2017年8月29日火曜日

バルセロナのテロを阻止できず キリスト教徒は犠牲者追悼儀式に涙するだけ


イタリアへの峠越で有名なモンスニ(Mont Cenis)峠へは登らないでフランス側のアルクの谷をさら奥に進んでいくと悪魔の像が市庁舎の前に置かれたベッサン(Bessant)の集落まで行く。そこで、フランスのロワール地方のトゥールの町からヴァカンスでやってきたという中年の夫婦に出会った。歩きながらであったが久しぶりにフランス語を話せた。話はもっか話題のバルセロナでのイスラム主義者によるテロ殺害事件となった。フランス人一般の中に少数派であるが、イスラム教徒がイスラム主義者のテロと同一視するというヒステリックな傾向が出てきつつあることが心配される。モロッコ人の青年はバルセロナで14人を殺害、その末に昨日(22日)に警察に青年は射殺されたことが報道された。今や、一度テロリストと名付けられると、それは生きて逮捕される事はなく、裁判も無しに撃ち殺されるのが当然視されている。このことを誰もが当然の如く疑問に思わない。この現象をキリスト教徒はどのように考えるのか?トールから来た夫婦に聞いてみたのである。https://www.facebook.com/photo.php?画像に含まれている可能性があるもの:山、空、木、草、屋外、自然fbid=1093731004097245&set=pcb.1093757200761292&type=3&theater

エレーヌという婦人の言うには、キリスト教の聖書には人間を殺してはならないとあるのだという。人間を殺害することを否定している。悪魔を殺害して良いとは言っていない。殺すのでは無くて排除し追放するのだということであった。一度、テロリストと悪魔視されると排除や追放されるのではなく殺害されることは、すでに現代の法律でも理解し難いものであり、キリスト教の教えにも反するのだという。旦那の方は私達のこの会話を聞いていたが、ついに口を開き、こんな美しい風景を見た方が良いと、婦人に話して先を急がせた。

このカトリックの婦人から非常に素晴らしい返答が有ったので、私は貴方は神学を勉強したのですか?と質問した。婦人は少しだけ勉強しましたと答えている。

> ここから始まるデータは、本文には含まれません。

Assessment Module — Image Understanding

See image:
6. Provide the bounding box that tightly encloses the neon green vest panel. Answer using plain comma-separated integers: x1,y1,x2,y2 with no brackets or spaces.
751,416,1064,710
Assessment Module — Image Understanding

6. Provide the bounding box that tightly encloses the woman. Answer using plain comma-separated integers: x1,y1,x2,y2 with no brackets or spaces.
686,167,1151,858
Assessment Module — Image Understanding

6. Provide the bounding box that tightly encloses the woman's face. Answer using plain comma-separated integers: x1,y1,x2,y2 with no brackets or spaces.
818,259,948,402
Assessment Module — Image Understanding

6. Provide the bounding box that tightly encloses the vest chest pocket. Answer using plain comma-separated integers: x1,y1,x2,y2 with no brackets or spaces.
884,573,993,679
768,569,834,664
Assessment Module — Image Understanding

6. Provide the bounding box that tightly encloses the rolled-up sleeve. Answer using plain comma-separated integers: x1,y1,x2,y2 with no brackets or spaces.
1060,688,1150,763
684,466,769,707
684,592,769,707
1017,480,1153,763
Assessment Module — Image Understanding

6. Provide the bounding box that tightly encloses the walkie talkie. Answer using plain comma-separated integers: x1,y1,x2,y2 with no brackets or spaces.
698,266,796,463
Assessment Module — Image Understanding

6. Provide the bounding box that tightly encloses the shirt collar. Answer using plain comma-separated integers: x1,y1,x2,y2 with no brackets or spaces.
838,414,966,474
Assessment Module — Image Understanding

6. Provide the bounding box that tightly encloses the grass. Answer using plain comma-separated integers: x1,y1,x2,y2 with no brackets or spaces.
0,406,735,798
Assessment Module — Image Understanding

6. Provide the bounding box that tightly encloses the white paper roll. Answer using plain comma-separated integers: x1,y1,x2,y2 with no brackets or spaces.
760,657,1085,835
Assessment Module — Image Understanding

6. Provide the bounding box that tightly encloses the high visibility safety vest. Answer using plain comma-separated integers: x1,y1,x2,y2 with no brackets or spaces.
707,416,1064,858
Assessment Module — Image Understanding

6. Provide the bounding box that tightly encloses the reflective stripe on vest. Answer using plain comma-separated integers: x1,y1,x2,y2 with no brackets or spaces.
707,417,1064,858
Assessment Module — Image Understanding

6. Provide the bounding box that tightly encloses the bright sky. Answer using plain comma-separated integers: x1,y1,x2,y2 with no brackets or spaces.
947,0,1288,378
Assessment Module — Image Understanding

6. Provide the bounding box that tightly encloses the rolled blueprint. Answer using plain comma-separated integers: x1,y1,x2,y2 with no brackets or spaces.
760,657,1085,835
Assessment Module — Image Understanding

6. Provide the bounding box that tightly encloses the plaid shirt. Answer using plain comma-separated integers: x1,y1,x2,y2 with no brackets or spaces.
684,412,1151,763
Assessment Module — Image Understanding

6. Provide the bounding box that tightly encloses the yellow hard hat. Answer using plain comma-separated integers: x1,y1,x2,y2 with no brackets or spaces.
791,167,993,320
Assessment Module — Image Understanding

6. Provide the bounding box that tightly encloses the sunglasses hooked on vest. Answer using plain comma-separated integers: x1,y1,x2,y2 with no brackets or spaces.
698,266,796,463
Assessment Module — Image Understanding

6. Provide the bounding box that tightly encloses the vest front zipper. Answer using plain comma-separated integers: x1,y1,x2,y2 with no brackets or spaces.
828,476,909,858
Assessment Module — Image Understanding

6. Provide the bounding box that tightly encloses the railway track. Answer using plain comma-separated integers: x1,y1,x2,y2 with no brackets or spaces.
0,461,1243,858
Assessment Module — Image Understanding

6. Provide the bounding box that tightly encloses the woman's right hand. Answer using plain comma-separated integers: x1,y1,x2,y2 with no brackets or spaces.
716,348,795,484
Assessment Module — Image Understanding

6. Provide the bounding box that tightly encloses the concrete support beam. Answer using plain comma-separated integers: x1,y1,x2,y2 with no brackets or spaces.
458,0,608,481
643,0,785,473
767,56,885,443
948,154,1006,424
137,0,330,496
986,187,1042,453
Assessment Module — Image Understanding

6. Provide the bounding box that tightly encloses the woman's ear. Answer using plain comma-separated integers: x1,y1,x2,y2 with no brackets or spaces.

このベッサン(Bessant)の集落の付近はバロック街道と呼ばれる道筋にある。16世紀にドイツや北フランスで起こったプロテスタントの宗教改革に対するローマ・カトリック教会側からの巻き返し運動としてイタリア国境のモンスニ峠を超えてこの地方にカトリックによる反宗教改革が17世紀の芸術表現バロックとしてローマからもたらされたベルニーニに代表される独特の脅しの強いバロック表現として、従ってプロテスタントに信者を奪われたカトリック教会はキリストの磔刑図を更に無残にして見せて、背信者にキリスト教の地獄や悪魔を強調して脅しをかけたものであった。

バロック建築や美術は大きな集落や町では教会やシャペルがあるが、貧しい小村では道祖神のようなものが山野に祠のようにして置かれてあるのが見られる。これ等を見ると山間の隅々までもプロテスタントを敵視するカトリックの教えが広まっていたことがわかる。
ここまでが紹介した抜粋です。